Wie digital ist ihre Apotheke?

Fax oder E-Mail?

E-Health und Digitalisierung beschäftigen Apotheker bereits seit einigen Jahren. Obwohl sich niemand vor der digitalen Welt verschließen kann, lieben Apotheker das Faxgerät – und werden dafür belächelt. Aber ohne geht es oftmals auch gar nicht, denn noch immer finden Kostenvoranschläge, Versorgungsanzeigen oder Bestellungen auf altmodischem Weg ihren Weg hinaus in die Welt. Dennoch gehören Bestellungen per App längst zum Alltag. Was läuft in Ihrer Apotheke digital?

Der Digitalisierung sind scheinbar keine Grenzen gesetzt. Nicht einmal vor der Sichtwahl macht sie halt. Standen Apotheker noch vor Jahren vor braunen schweren Holzschränken, leuchtet heute vielerorts ein digitales Angebot. Per Touchscreen können die abgebildeten Arzneimittel über den Kommissionierautomaten zum HV-Tisch angefordert werden. Ein Klick und einmal umdrehen, schon liegt die Packung vor dem Kunden. Vorbei die Zeit, als Apotheker noch Arzneimittelpackungen aus meterlangen Schubladen zauberten.

Wer heutzutage keine Homepage, keinen Online-Shop oder keinen Auftritt in den sozialen Medien hat, verliert den Kunden beim Verlassen der Apotheke direkt an der Tür. Stammkunden sind heute Follower und sagen „Daumen hoch“ oder vergeben „fünf Sterne“, statt einfach „Danke für gute Beratung“ von Angesicht zu Angesicht zu sagen.

Statt bunter Abholzettel vergeben einige Apotheken einen digitalen Pin, mit dem die Kunden die bestellte Ware rund um die Uhr aus dem Abholautomaten abholen können. Bestellungen sind nicht mehr nur per Telefon, sondern auch per App möglich. Dort können sogar Rezepte hochgeladen werden, sodass die georderten Arzneimittel zur Abholung in der Apotheke bereitliegen.
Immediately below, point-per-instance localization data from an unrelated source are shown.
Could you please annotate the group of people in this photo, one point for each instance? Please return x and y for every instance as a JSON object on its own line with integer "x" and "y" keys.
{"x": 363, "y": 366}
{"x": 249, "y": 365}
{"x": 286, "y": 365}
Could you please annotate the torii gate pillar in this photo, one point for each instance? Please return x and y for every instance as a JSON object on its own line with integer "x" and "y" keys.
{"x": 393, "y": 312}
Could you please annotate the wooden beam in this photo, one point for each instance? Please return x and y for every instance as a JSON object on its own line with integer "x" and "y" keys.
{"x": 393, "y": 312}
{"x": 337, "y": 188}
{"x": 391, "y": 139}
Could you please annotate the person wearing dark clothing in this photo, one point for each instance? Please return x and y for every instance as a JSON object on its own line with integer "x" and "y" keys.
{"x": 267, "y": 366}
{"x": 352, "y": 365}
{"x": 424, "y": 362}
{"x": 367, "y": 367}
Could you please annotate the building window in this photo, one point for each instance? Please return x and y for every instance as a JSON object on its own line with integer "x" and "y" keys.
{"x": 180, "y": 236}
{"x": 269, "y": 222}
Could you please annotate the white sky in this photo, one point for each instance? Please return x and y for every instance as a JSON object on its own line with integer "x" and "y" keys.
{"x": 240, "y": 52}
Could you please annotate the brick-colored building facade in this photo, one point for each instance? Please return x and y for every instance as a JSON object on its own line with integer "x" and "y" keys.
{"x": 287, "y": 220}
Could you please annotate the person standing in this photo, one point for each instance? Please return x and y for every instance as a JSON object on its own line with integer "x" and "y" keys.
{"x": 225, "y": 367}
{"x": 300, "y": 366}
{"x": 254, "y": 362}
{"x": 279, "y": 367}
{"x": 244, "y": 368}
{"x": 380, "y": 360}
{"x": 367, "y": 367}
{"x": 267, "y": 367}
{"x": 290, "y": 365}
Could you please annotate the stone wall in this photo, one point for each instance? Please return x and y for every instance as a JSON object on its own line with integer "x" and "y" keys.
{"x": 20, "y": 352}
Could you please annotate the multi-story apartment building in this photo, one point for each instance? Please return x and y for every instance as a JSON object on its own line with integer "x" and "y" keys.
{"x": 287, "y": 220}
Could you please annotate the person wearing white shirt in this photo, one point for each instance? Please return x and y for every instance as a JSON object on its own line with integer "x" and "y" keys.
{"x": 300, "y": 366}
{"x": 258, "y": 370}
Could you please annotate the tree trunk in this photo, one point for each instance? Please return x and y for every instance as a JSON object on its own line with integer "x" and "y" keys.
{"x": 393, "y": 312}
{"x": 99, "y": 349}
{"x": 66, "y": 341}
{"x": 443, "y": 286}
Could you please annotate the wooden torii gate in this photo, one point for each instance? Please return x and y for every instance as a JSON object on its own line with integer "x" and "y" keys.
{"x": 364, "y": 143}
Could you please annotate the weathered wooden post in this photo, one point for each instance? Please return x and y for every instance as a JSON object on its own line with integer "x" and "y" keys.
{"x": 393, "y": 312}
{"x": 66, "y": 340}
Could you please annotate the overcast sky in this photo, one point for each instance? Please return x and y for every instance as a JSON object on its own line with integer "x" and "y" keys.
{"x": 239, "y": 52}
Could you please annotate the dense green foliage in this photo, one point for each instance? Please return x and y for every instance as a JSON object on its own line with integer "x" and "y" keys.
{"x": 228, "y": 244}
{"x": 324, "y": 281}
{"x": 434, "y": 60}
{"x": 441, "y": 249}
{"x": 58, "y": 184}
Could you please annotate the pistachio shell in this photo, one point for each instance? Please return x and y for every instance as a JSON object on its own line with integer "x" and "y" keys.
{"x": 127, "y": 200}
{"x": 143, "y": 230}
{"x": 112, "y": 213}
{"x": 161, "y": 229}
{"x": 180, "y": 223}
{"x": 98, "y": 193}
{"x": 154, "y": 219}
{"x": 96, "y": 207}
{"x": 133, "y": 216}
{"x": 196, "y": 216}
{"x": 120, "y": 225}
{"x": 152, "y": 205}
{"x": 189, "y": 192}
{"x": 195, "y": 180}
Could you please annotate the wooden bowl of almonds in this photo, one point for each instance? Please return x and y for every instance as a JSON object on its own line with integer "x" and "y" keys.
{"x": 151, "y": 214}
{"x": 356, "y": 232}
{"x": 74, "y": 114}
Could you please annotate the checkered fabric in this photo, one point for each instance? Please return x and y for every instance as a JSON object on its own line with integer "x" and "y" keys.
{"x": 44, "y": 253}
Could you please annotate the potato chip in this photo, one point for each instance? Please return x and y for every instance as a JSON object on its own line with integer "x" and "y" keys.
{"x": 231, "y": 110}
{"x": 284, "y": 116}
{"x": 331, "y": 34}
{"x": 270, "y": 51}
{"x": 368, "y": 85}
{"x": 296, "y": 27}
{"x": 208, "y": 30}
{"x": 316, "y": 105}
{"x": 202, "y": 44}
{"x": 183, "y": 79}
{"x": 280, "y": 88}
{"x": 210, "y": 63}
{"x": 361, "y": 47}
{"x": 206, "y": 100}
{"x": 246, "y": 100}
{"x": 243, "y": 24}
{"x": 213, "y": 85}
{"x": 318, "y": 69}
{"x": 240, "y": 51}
Das Rezept kommt ebenfalls bald digital. 2021 soll es Deutschland soweit sein. 17 europäische Länder zeigen aktuell, wie es geht. Kroatien, Dänemark, Estland, Finnland, Island, Lettland, Litauen, Montenegro, Niederlande, Norwegen, Portugal, Rumänien, Slowenien, Schweden, Spanien, Schweiz und Großbritannien haben das eRezept eingeführt. Nicht nur die rosafarbenen Muster-16-Formulare, sondern auch BtM-Rezepte werden digital. Betäubungsmittelverordnungen könnten künftig als Datenblock – Blockchain-basiert – die Apotheke erreichen.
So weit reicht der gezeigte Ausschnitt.